Reports of ONFH in the chiropractic literature are limited. Fried and Gerow described a case of ONFH in a 62-year-old woman with a history of alcohol abuse. In their case, the patient initially had sciatica-like pain that later progressed to anterior hip pain.8 Thorkeldsen and Cantillon9 and Pajaczkowski10 described cases of idiopathic ONFH that initially presented as constant, dull anterior hip pain in males 77 years and 27 years old, respectively. In the former case, there were extensive degenerative changes of the contralateral hip that may also have progressed to osteonecrosis. The typical pattern of ONFH is for joint space to be preserved until late in the disease process, however. Lastly, Karim and Goel presented a patient with known risk factors of prior trauma and corticosteroid use who developed ONFH.11 This current case is unique in that early involvement of the contralateral hip is described. Furthermore, there was rapid clinical progression of the disease from anterior hip tightness to severe pain with gait disturbance in less than two months. The duration of complaints in the above cases was between 6 months (post-trauma) and 6 years.
Limitations
This is a case report, thus only reporting the findings for one study.
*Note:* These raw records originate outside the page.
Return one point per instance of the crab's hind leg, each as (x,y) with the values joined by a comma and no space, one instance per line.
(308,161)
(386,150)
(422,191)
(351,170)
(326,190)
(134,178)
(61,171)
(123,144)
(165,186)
The findings of this case report cannot necessarily be generalized to other patients or the general public.
Conclusion
This case highlights two important features of ONFH: (1) involvement of the asymptomatic contralateral side must be excluded with the use of MRI; and (2) ONFH can progress rapidly, therefore non-specific anterior hip discomfort or pain in a middle-aged patient that is non-responsive to care should raise the suspicion for ONFH even in the absence of identifiable risk factors. Thorough differential diagnoses for anterior hip pain, diagnostic imaging, and treatment recommendations to aid in rapid diagnosis and treatment are recommended.
Funding Sources and Conflicts of Interest
No funding sources or conflicts of interest were reported for this study.